ヤライはおかしいのを通り越してちょっと呆れる。
 知っているも何も、今日チヒロが出かけたのは、自分が命令した毒物を精製するためだ。
 とぼけようか驚こうかと定めていたその時、幸いなことに来客があり、ヤライは確たる返事をしないで済んだ。
「あら、こんにちは……。買い物に来たんだけど、ミノスさんはお留守?」
 開錠したままのドアから入ってきたのは、見たことのない女だ。年はさほど若くないが身奇麗で……、実にうまそうな香りがしている。
「あ、こんにちは! この間はどうもご馳走様でした」
 マヒトが笑顔で頭を下げた。女も微笑んで小首を傾げる。二人の間に円が描けそうなほどの和やかな雰囲気に、ヤライは心中で目を丸くしていた。
 ――驚いたね、どうも。
 あの闇に生まれたチヒロも一皮向けばこんなありきたりな趣味をしていたのか。隣近所で微笑みあって挨拶だの、友達同士で食事だの、常連客と喧嘩したり仲直りしたり、そんなつまらん生活をここで営んでは喜んでいたのか。
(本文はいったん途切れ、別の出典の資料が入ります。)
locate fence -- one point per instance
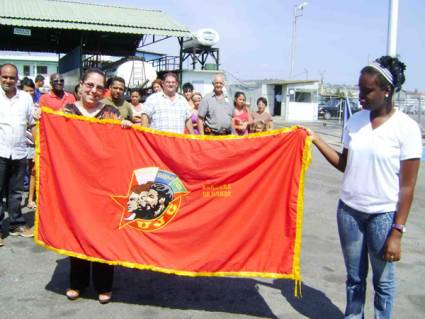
(415, 108)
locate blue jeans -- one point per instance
(11, 187)
(362, 235)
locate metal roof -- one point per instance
(73, 15)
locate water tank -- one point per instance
(136, 73)
(203, 37)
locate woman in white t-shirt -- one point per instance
(381, 153)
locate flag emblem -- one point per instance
(153, 199)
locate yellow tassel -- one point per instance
(298, 289)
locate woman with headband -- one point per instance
(380, 159)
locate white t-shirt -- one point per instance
(15, 116)
(166, 114)
(371, 178)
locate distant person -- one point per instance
(16, 114)
(117, 100)
(39, 83)
(187, 91)
(241, 116)
(92, 87)
(157, 86)
(57, 98)
(196, 102)
(77, 94)
(107, 90)
(136, 105)
(380, 160)
(167, 110)
(216, 110)
(261, 119)
(27, 85)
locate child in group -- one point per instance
(241, 118)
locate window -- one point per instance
(27, 71)
(301, 96)
(41, 69)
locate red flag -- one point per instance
(181, 204)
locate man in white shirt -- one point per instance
(167, 110)
(16, 113)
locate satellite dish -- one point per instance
(136, 73)
(203, 37)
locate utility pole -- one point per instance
(298, 12)
(392, 29)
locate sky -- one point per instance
(334, 38)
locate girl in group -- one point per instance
(241, 118)
(261, 120)
(136, 106)
(157, 86)
(382, 148)
(92, 86)
(28, 86)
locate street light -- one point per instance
(298, 12)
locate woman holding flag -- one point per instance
(92, 87)
(382, 148)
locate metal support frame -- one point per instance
(200, 55)
(154, 39)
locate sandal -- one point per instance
(72, 294)
(32, 205)
(105, 297)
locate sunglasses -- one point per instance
(91, 86)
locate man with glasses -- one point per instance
(216, 110)
(39, 83)
(16, 110)
(57, 98)
(116, 99)
(167, 110)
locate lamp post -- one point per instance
(298, 12)
(392, 29)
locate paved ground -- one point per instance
(33, 280)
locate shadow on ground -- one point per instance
(314, 304)
(214, 294)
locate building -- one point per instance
(292, 100)
(30, 64)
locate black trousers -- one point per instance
(12, 186)
(102, 275)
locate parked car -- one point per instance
(336, 107)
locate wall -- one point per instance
(33, 62)
(296, 110)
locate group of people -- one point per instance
(380, 159)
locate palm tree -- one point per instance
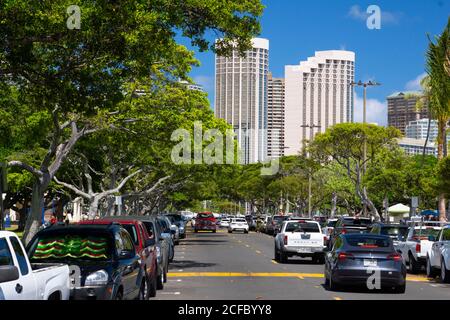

 ――どうもあいつは、生きるということがどういうことかまるで分かっていないらしい。
 ヤライは本気でそう思った。
 毒物という多大な権力を手にしていながら、何一つ知らず何一つ出来ない連中と同じレベルに落ち、ごろごろハーブを練っていい気になっていたとは……。資源の無駄にも程がある。
「え? ……ミノスさんのお父様?」
「そうなんですよ、昨日からいらしてて。……こちらはお世話になっている花屋さんです」
「ああ、どうも」
 呆れながらもヤライは女に笑みを見せた。そうしながらなるほどとも思い始めていた。
 なるほど、確かにその傾向はあったかもしれない。あのクレスという小僧に見せた親しみは、思えばその部類に属していたではないか。そう考えが至った時、
――愚かだな、チヒロ……。
 今までとは違うおかしみで、ヤライは忍び笑いを噛み殺す。
 あの時はたった一人だった。だが今では守らねばならない人間が全体何人いる? そのうち何人が自分の身を守れる? 俺にはお前の友人を害することなんて雑作もないことだ。
 踵を見つけた。
 愚かなチヒロ。こんな残飯どもに情けをかけてあたら弱みを抱え込むなどと……。自らの立場を忘れてそんな不注意に甘んじたことを、心底後悔させてやる。
 ふいに物音がしたかと思うと、慌てたような早さでドアが開く。中に誰かがいることに驚いて駆け込んできたミノスが、籠を手にしたまま、強張った表情で入り口に立っていた。
「あ、おかえりミノ――」
「何をしている!!」
 言葉の途中で怒鳴りつけられた坊主がまごつく。そうだろうな、ヤライは唇を歪ました。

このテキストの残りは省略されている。